Zwangsprostitution in Europa – ARTE Doku

Der Traum von einem guten Leben in Deutschland führt viele rumänische Frauen aus der Armut direkt in die Zwangsprostitution. Die kriminellen Schleuser bleiben meist unbehelligt. Denn in Deutschland gilt Prostitution als freiwillige Dienstleistung. Doch 90 Prozent der Frauen werden zum käuflichen Sex gezwungen.
Die Ware Mensch ist günstig für die organisierte Kriminalität. Anders als Drogen oder Waffen kostet sie fast nichts. Und man kann sie nicht nur einmal verkaufen, sondern immer wieder, Tag für Tag.
Junge Frauen versuchen der Armut in ihren Heimatländern zu entkommen und landen in deutschen bzw. europäischen Bordellen. Die meisten stammen aus Rumänien oder Bulgarien. Menschenhändler nutzen die Armut und Perspektivenlosigkeit indem sie Mädchen, Frauen und Männeren gut bezahlte Jobs versprechen. Die Realität führt die meisten aber in die Sklaverei, aus der es nur mehr schwer ist, zu entrinnen. Manche verkaufen sich schon für den Gegenwert einer Packung Zigaretten. Erleichtert wird diese Zwangsprostitution durch eine Gesetzgebung, die Prostitution legalisiert und als Dienstleistung definiert, „freiwillig“ angeboten. Wieviele Frauen gezwungen werden, bleibt dabei im Dunkeln.

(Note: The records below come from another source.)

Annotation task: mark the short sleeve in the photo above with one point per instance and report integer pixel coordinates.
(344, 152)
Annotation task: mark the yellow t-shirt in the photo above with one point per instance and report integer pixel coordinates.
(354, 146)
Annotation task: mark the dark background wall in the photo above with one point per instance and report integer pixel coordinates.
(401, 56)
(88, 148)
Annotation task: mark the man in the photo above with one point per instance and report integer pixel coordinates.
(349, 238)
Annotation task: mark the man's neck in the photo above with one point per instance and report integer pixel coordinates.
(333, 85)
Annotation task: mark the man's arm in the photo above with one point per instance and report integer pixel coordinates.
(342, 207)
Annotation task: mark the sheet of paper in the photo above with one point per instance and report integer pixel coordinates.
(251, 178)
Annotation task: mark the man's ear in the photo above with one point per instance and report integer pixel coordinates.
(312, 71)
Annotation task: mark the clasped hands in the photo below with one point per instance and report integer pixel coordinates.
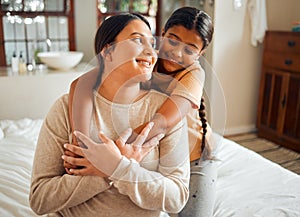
(101, 159)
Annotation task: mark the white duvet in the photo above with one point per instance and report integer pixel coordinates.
(247, 186)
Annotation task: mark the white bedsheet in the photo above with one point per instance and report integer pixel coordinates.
(247, 186)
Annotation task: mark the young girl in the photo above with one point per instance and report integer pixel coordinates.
(124, 188)
(186, 35)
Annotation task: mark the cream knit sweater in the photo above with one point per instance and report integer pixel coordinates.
(159, 183)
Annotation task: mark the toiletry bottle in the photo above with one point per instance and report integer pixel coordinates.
(22, 65)
(14, 64)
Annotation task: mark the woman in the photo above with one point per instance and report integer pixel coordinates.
(123, 187)
(186, 35)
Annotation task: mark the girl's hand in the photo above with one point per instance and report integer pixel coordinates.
(104, 156)
(138, 149)
(76, 164)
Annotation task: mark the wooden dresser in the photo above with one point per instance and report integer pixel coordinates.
(278, 117)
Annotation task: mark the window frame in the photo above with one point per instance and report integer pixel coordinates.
(69, 14)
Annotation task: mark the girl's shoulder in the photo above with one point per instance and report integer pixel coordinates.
(193, 70)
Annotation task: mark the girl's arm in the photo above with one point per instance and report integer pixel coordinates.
(82, 102)
(173, 110)
(80, 107)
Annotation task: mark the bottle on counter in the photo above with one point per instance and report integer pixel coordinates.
(22, 65)
(15, 64)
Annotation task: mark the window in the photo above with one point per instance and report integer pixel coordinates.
(30, 26)
(147, 8)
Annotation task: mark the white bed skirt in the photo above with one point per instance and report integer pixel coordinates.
(248, 185)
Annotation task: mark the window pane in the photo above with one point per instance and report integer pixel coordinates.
(8, 29)
(41, 27)
(21, 47)
(63, 28)
(31, 30)
(54, 5)
(34, 5)
(64, 46)
(9, 49)
(53, 27)
(20, 30)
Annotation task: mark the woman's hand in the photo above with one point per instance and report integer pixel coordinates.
(76, 163)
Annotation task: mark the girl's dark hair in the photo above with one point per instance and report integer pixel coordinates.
(194, 19)
(107, 33)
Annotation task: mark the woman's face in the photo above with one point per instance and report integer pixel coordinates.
(179, 49)
(133, 56)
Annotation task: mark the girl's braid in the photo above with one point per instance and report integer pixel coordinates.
(202, 116)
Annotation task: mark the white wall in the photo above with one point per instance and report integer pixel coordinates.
(86, 27)
(237, 63)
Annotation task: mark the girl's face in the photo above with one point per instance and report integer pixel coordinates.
(179, 49)
(132, 55)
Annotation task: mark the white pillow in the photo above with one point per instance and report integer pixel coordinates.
(1, 134)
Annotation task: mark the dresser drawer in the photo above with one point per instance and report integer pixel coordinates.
(287, 42)
(289, 62)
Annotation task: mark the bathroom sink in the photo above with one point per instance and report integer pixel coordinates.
(60, 60)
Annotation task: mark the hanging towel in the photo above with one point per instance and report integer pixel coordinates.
(258, 18)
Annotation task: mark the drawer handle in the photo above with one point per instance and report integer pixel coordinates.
(291, 43)
(288, 62)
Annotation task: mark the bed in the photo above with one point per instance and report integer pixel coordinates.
(248, 185)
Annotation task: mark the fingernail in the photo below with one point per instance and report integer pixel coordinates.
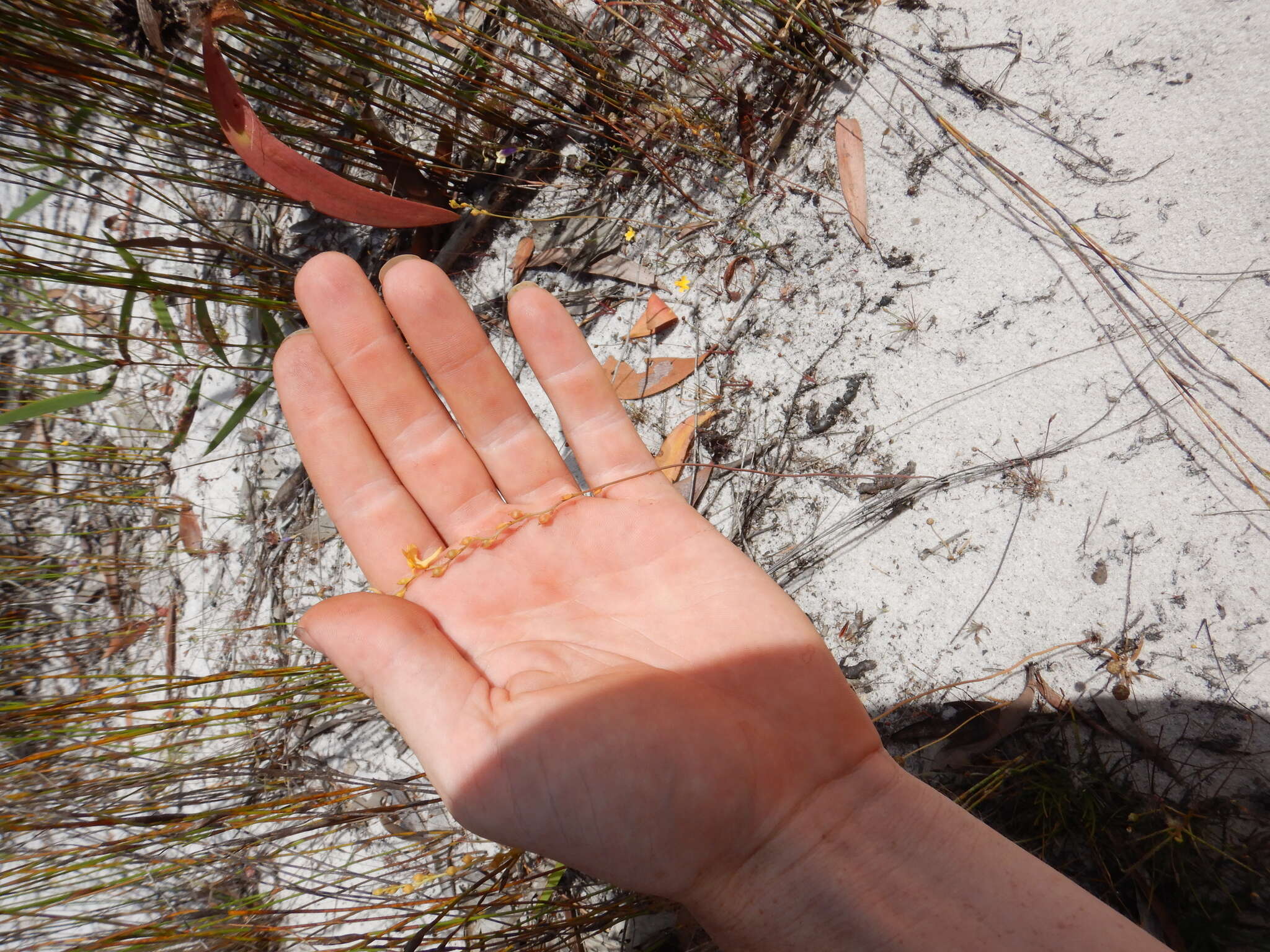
(393, 263)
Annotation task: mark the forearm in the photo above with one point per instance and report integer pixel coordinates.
(881, 861)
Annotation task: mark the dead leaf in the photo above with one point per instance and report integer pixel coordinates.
(623, 268)
(291, 173)
(151, 25)
(695, 227)
(730, 271)
(394, 161)
(659, 374)
(1054, 699)
(694, 484)
(521, 259)
(655, 316)
(127, 635)
(614, 266)
(850, 146)
(1001, 720)
(675, 447)
(551, 255)
(190, 531)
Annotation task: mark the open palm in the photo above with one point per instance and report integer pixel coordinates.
(619, 689)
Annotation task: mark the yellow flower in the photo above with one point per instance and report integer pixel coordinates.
(414, 562)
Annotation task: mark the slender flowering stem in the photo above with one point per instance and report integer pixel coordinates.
(442, 558)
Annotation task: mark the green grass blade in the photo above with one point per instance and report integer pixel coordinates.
(35, 200)
(208, 330)
(126, 323)
(46, 337)
(56, 404)
(73, 367)
(187, 415)
(163, 314)
(239, 413)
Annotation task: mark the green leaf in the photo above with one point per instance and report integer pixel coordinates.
(239, 413)
(164, 316)
(187, 415)
(272, 332)
(46, 337)
(35, 200)
(56, 404)
(208, 330)
(73, 367)
(126, 323)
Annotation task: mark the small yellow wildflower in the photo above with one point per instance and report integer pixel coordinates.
(414, 562)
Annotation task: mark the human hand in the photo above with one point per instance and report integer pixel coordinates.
(620, 690)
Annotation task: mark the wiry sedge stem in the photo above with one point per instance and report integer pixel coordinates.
(442, 558)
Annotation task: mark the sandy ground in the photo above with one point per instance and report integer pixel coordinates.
(1140, 524)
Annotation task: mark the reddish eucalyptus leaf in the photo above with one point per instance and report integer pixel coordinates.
(659, 374)
(675, 447)
(288, 172)
(521, 259)
(655, 316)
(850, 146)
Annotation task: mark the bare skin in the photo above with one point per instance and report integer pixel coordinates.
(620, 690)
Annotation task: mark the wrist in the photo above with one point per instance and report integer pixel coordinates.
(798, 885)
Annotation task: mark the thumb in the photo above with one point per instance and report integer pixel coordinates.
(393, 651)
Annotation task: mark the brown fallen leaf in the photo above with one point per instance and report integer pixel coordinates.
(675, 447)
(623, 268)
(730, 272)
(190, 532)
(850, 146)
(1052, 697)
(127, 635)
(521, 259)
(694, 484)
(614, 266)
(659, 374)
(1002, 721)
(283, 168)
(551, 255)
(694, 227)
(655, 316)
(394, 161)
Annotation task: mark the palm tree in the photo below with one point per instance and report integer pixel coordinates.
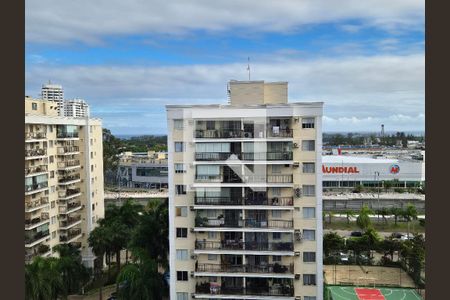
(140, 280)
(363, 219)
(99, 242)
(42, 279)
(348, 214)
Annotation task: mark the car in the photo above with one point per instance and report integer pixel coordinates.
(356, 233)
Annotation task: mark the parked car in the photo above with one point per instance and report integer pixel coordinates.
(356, 233)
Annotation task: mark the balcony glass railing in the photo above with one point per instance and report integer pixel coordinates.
(276, 290)
(35, 152)
(274, 201)
(35, 186)
(240, 245)
(248, 268)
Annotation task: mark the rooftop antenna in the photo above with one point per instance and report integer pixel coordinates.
(248, 68)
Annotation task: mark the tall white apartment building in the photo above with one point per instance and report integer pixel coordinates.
(63, 180)
(54, 93)
(77, 108)
(245, 196)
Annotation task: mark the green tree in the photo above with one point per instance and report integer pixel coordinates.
(363, 220)
(43, 279)
(332, 242)
(140, 280)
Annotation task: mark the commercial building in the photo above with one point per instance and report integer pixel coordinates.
(63, 179)
(348, 171)
(245, 196)
(143, 170)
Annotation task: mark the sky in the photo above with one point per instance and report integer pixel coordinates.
(128, 59)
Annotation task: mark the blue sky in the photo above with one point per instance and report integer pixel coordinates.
(364, 59)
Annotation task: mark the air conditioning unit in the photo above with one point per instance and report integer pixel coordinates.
(298, 192)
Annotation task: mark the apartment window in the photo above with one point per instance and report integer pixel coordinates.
(180, 168)
(178, 124)
(308, 145)
(184, 296)
(181, 211)
(309, 212)
(309, 190)
(182, 275)
(309, 167)
(182, 232)
(276, 235)
(182, 254)
(276, 169)
(309, 279)
(276, 191)
(309, 256)
(309, 234)
(308, 123)
(180, 189)
(276, 214)
(179, 146)
(212, 256)
(212, 235)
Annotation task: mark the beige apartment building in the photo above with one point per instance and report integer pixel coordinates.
(63, 179)
(245, 196)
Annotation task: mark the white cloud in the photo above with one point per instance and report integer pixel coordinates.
(51, 21)
(368, 88)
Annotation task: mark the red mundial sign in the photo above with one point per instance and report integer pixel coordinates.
(340, 170)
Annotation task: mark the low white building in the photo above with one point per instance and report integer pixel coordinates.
(349, 171)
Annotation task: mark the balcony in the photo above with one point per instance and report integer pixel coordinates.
(36, 222)
(67, 135)
(68, 179)
(67, 150)
(35, 136)
(35, 188)
(69, 207)
(32, 239)
(248, 268)
(71, 235)
(67, 164)
(31, 171)
(217, 289)
(68, 193)
(34, 205)
(274, 201)
(35, 153)
(240, 245)
(69, 222)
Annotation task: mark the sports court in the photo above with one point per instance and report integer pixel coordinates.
(368, 293)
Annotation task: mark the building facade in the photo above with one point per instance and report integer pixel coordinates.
(77, 108)
(63, 179)
(245, 196)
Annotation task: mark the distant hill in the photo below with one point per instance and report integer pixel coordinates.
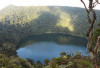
(21, 21)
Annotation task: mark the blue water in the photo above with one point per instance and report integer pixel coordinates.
(46, 49)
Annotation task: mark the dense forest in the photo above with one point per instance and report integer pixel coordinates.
(17, 22)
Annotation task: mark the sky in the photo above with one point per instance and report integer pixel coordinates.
(73, 3)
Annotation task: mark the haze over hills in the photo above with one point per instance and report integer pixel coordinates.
(17, 22)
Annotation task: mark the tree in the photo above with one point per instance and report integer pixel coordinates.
(91, 21)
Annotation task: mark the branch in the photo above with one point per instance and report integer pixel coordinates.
(97, 1)
(84, 5)
(97, 44)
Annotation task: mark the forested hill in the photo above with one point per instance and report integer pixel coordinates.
(21, 21)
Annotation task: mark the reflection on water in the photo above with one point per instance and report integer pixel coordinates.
(47, 46)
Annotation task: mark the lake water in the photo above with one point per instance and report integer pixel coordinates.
(47, 46)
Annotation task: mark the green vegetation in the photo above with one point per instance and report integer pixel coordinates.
(76, 61)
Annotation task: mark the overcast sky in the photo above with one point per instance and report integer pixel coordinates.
(73, 3)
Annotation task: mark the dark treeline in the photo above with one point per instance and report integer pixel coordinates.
(18, 22)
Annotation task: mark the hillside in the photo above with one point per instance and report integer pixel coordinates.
(17, 22)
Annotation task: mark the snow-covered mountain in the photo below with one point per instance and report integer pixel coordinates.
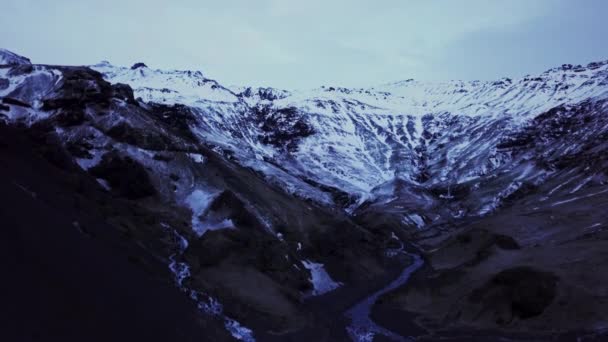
(305, 193)
(354, 144)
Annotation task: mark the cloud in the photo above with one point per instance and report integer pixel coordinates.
(303, 43)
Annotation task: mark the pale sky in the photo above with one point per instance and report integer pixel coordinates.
(309, 43)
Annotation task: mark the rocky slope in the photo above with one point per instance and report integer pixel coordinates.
(258, 200)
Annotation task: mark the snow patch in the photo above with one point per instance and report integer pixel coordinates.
(321, 281)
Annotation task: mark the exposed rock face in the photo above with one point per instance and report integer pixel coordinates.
(125, 175)
(238, 190)
(523, 291)
(10, 58)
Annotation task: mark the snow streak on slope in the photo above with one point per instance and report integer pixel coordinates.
(355, 140)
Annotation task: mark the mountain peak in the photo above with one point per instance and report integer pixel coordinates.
(138, 66)
(10, 58)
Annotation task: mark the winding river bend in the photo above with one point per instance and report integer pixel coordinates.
(362, 327)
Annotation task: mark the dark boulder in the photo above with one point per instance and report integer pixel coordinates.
(524, 290)
(126, 176)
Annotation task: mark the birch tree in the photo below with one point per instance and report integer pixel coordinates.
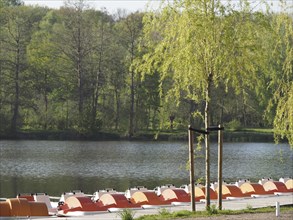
(199, 45)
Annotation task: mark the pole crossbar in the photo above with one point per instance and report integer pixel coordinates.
(215, 128)
(198, 131)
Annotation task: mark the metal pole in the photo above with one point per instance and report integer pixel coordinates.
(220, 163)
(191, 161)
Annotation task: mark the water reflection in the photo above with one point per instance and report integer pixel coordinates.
(58, 166)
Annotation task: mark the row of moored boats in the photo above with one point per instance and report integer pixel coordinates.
(77, 203)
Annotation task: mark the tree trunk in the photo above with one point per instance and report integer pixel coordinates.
(207, 144)
(15, 116)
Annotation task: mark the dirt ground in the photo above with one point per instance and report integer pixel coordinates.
(288, 215)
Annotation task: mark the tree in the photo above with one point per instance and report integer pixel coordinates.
(43, 73)
(17, 26)
(132, 26)
(200, 45)
(281, 75)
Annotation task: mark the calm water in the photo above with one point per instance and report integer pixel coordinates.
(60, 166)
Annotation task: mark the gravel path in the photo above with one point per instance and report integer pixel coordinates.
(288, 215)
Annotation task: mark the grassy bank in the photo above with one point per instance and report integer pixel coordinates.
(243, 135)
(213, 212)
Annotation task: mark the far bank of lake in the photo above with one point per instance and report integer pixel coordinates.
(31, 166)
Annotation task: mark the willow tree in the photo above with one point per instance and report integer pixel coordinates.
(198, 45)
(281, 75)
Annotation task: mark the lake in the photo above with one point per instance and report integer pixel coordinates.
(61, 166)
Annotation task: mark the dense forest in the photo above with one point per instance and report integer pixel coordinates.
(190, 62)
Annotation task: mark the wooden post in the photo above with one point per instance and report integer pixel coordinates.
(220, 162)
(191, 163)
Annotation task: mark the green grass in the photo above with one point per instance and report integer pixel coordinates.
(188, 214)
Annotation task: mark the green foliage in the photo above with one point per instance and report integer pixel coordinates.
(85, 70)
(233, 125)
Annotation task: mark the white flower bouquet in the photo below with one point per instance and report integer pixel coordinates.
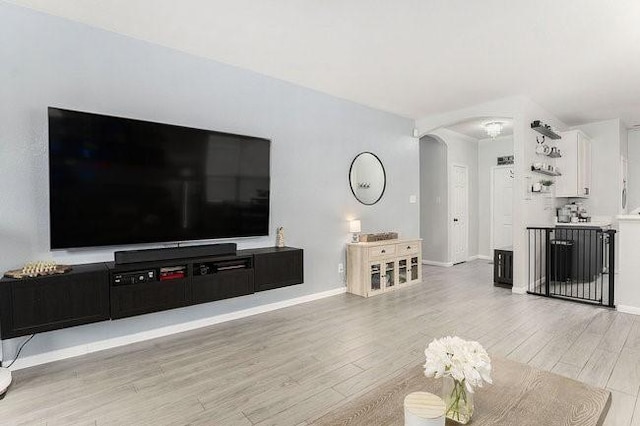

Dabei wird auch die NGO „Amalie“ vorgestellt, eine Mannheimer Beratungsstelle für Frauen in der Prostitution, die betroffenen Frauen beim Ausstieg unter die Arme greift. „Amalie“ vermittelt einen Job und eine Wohnung , damit sich die Betroffenen eine neue Existenz aufbauen können.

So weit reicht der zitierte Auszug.